ワイルドで行こう



「こ、こんな、ワ、ワンピース。き、着てみようかなー」
「うん。絶対、似合うと思う。このテイスト。琴子はお嬢スタイルが似合うけれど、他のタイプも着こなせるから、小鳥に似合う服を探してくれると思う。恥ずかしがらずに母と娘なんだから、素直に相談して集めてみたらいい」

 いや、母ではなく。側にいる大人の男性が、既に『小鳥にはこれが似合う』と見抜いてくれていた? 

 もう、それだけで、小鳥の胸がいっぱいになって張り裂けそう――。

 お兄ちゃんは、私のことをよく知ってくれている。ただの男っぽいやんちゃ嬢で捨て置かないで、小鳥が女らしくするならこれだと思うと……。見て考えてくれているのだって。

「この雰囲気を着こなせるようになったら。お前、ぐっと大人っぽくなって、すぐに恋人ができるよ」
「こ、恋人……なんて」

 なってほしい人はひとり――。そう言いたくなって、でもさすがにおじさんにはまだ言えなかった。

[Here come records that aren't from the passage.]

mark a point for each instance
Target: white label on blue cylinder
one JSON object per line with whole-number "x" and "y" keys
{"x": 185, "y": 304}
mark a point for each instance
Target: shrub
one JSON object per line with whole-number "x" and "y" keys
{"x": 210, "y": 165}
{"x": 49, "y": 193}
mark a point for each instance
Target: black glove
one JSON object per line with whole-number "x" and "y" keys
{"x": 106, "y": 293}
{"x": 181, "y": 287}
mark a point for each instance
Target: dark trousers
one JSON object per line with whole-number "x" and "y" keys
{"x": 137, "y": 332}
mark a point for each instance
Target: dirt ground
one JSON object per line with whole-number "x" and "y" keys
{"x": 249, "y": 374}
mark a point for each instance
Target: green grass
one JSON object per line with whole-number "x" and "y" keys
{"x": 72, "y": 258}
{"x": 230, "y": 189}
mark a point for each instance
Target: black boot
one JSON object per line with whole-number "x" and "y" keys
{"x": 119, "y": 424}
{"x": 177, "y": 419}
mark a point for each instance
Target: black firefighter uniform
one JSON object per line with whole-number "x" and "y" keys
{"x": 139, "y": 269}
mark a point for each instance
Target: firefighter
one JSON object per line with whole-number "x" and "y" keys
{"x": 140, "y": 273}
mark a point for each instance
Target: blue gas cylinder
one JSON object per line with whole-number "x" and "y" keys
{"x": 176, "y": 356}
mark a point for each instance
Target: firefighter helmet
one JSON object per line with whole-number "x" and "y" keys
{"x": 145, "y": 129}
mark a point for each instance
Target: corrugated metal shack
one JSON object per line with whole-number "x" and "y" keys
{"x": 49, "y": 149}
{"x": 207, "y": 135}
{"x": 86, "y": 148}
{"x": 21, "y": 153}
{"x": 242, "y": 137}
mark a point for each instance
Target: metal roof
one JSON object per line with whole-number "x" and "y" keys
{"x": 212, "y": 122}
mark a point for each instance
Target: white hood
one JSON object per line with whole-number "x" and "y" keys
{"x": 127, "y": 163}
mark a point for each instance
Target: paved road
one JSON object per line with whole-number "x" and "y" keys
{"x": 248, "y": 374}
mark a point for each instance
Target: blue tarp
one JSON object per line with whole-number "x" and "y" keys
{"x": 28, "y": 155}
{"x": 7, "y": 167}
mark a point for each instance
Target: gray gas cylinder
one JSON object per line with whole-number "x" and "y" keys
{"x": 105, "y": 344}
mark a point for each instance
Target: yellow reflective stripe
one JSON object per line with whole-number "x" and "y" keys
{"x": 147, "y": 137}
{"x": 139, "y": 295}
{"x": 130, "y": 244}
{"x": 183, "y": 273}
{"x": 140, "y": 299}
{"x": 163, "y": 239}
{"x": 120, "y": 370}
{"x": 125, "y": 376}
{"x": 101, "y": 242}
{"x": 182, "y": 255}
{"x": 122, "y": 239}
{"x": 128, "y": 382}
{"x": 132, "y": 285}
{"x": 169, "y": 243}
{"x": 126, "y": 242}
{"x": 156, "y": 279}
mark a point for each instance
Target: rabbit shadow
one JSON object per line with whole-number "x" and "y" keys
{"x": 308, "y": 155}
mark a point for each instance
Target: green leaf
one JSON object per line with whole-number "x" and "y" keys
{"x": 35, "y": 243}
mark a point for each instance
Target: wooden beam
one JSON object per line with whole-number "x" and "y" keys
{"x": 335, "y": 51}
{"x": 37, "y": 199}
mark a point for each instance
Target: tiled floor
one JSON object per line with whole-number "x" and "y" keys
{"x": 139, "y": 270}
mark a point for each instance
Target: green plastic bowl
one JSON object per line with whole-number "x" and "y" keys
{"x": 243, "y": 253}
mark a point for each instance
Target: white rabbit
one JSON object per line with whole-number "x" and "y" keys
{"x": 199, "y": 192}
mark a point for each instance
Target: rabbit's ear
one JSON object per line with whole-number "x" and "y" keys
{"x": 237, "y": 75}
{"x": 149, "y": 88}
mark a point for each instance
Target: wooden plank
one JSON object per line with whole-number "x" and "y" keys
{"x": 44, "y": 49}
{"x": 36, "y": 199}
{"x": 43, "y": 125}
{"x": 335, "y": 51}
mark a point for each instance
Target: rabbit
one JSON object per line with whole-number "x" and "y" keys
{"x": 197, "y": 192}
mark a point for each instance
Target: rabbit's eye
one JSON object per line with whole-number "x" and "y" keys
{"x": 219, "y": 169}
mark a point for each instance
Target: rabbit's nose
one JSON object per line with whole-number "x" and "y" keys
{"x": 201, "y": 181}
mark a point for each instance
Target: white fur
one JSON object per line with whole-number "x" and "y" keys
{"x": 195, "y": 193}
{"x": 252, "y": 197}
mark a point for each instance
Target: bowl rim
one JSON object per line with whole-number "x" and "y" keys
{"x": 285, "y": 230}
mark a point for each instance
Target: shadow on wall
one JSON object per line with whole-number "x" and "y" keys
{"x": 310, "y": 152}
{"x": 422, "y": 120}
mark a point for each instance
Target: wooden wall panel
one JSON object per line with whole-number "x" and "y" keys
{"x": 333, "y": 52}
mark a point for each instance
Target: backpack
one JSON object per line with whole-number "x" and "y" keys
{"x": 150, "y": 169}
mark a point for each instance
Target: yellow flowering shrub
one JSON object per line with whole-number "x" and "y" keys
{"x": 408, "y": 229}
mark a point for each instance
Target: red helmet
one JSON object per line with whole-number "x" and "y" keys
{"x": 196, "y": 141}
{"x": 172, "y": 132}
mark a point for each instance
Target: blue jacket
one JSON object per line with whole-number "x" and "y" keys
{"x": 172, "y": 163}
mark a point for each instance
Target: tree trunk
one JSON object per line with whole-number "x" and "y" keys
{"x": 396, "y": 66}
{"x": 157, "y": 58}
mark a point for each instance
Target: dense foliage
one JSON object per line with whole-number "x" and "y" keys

 だけどおじさんは鉛筆を動かしながらも、側で立ってデザインを眺めている小鳥を、ちらりと見て笑った。そのなにもかも分かっているかのような親のような笑みにドキリとする。

「恋人にしたい男には、絶対に自分の女らしさをアピールすべき。これ、おじさんからの激励戦闘アイテムの進呈だ」

 出来上がったデザイン画をさらっと小鳥に差し出してくれる。

「あ、ありがとう。参考にする……」
「自分は女らしくないなんて思って、女を放棄するような逃げのファッションをするなよ。やっぱり女なんだから。お前がそうなるのを楽しみにしている。そして変な服を着ていたら、おもいっきりけなしてやるからな」

 うわー。これからは雅彦おじさんを訪ねる時は、服装もズケズケ言われるようになるんだ! 小鳥は震え上がる。